I got allOf wrong. I got anyOf much wronger. AnyOf says that a valid value should conform to any of the given subschemas. So if an allOf is just a struct with a bunch of flattened members then it would make sense that an anyOf is a struct with a bunch of optional members. It makes sense, especially if you don’t think about it.

// ⬇️ This is wrong; don’t do this ⬇️
struct Doodad {
    #[serde(flatten)]
    thingamajig: Option<Thingamajig>,
    #[serde(flatten)]
    whosiewhatsit: Option<Whosiewhatis>,
}

But if you do think about it even briefly, you realize that a type like carries only the most superficial relationship with the JSON Schema. For example, at least one of the subschemas needs to be valid and this type would be fine with an empty object ({}) turning into a bunch of Nones.

So what’s a valid representation of anyOf as a Rust type? In a way I’m glad I went with this quick, clever, and very very wrong approach because a robust approach is a huge pain the neck! Consider an anyOf like this:

{
  “title": “Something",
  “anyOf": [
    { “$ref": “#/$defs/A" },
    { “$ref": “#/$defs/B" },
    { “$ref": “#/$defs/C" },
  ]
}

Bear in mind, my goal is to allow only valid states to be represented by the generated types. That is, I want type-checking at build time rather than, say, validation by a runtime builder. Consequentially, I think we need a Rust type that’s effectively:

enum Something {
    A,
    B,
    C,
    A ∪ B,
    A ∪ C,
    B ∪ C,
    A ∪ B ∪ C,
}

You need the power set of all sub-types. Sort of. Some of those are going to produce unsatisfiable combinations (i.e. if the types are orthogonal). We’d ideally exclude those. And we need to come up with reasonable names for the enum variants (AAndBAndC?). Ugh. It’s awful. While I’ve cleaned up allOf, typify’s anyOf implementation is still based on that original, wrong insight.

JSON kvetching

I used to abstractly dislike JSON Schema. My dislike has become much more concrete. With a big caveat: I’m considering only the use cases I care about, which assuredly bear little-to-no resemblance to the use cases envisioned by the good folks who designed and evolve the standard.

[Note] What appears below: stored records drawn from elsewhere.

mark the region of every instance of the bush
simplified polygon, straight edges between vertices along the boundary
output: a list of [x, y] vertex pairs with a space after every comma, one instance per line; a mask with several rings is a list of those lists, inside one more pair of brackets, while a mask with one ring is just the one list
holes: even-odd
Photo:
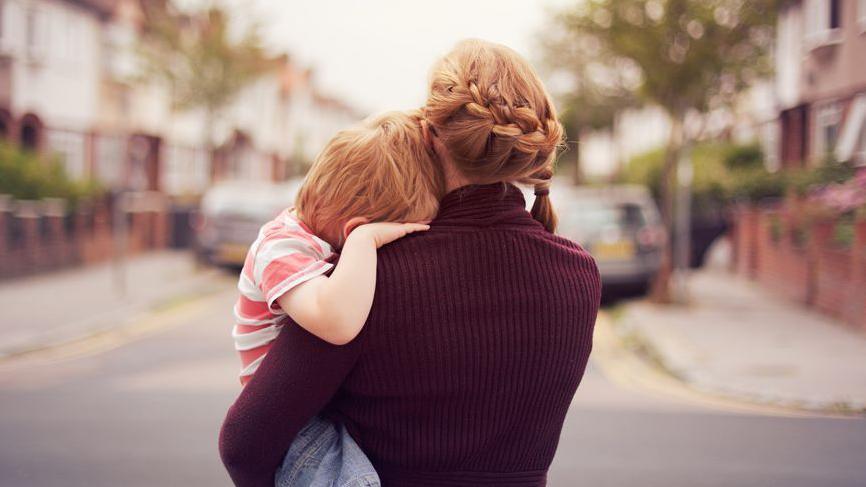
[[764, 152], [758, 144], [734, 145], [724, 155], [729, 171], [753, 170], [764, 167]]
[[0, 144], [0, 194], [27, 200], [63, 198], [74, 205], [100, 192], [94, 181], [71, 180], [57, 158], [43, 158]]
[[[760, 149], [757, 149], [760, 156]], [[619, 182], [642, 184], [653, 196], [660, 196], [664, 149], [654, 149], [632, 158], [620, 174]], [[755, 162], [755, 146], [738, 146], [725, 142], [705, 142], [692, 148], [692, 200], [695, 209], [718, 206], [730, 198], [732, 173], [729, 166], [758, 166], [763, 170], [762, 156]], [[740, 172], [738, 170], [737, 172]], [[748, 171], [754, 171], [748, 169]]]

By way of a terrible analogy here’s the crux of the issue: I think about product concept documents (PCDs) and product requirement documents (PRDs) which are vaguely common product management terms (that I’ll now interpret for my convenience). A PCD tells you about the thing. What is it? How’s it work? How might you build it? A PRD provides criteria for completion. Can it do this? Can it do that? JSON Schema is much better at telling you if the thing you’ve built is valid than it is at telling you how to build the intended values.

What I want is a schema definition for affirmative construction, describing the shape of types. What are the properties? What are the variants? What are the constraints? JSON Schema seems to have a greater emphasis on validation: does this value conform?

As an example of this, consider JSON Schema’s if/then/else construction.

{
  “if": { “$ref": “#/$defs/A" },
  “then": { “$ref": “#/$defs/B" },
  “else": { “$ref": “#/$defs/C" }
}

If the value conforms to a schema, then it must conform to another schema… otherwise it must conform to a third schema. Why does JSON Schema even support this? I think (but am deeply unsure) that this is equivalent to:

{
  "oneOf": [
    {
      "allOf": [
        { "$ref": "#/$defs/A" },
        { "$ref": "#/$defs/B" }
      ]
    },
    {
      "allOf": [
        { "not": { "$ref": "#/$defs/A" } },
        { "$ref": "#/$defs/C" }
      ]
    }
  ]
}

In other words, { A ∪ B, ¬A ∪ C }. Perhaps it’s a purely academic concern: I haven’t encountered if/then/else in an actual schema.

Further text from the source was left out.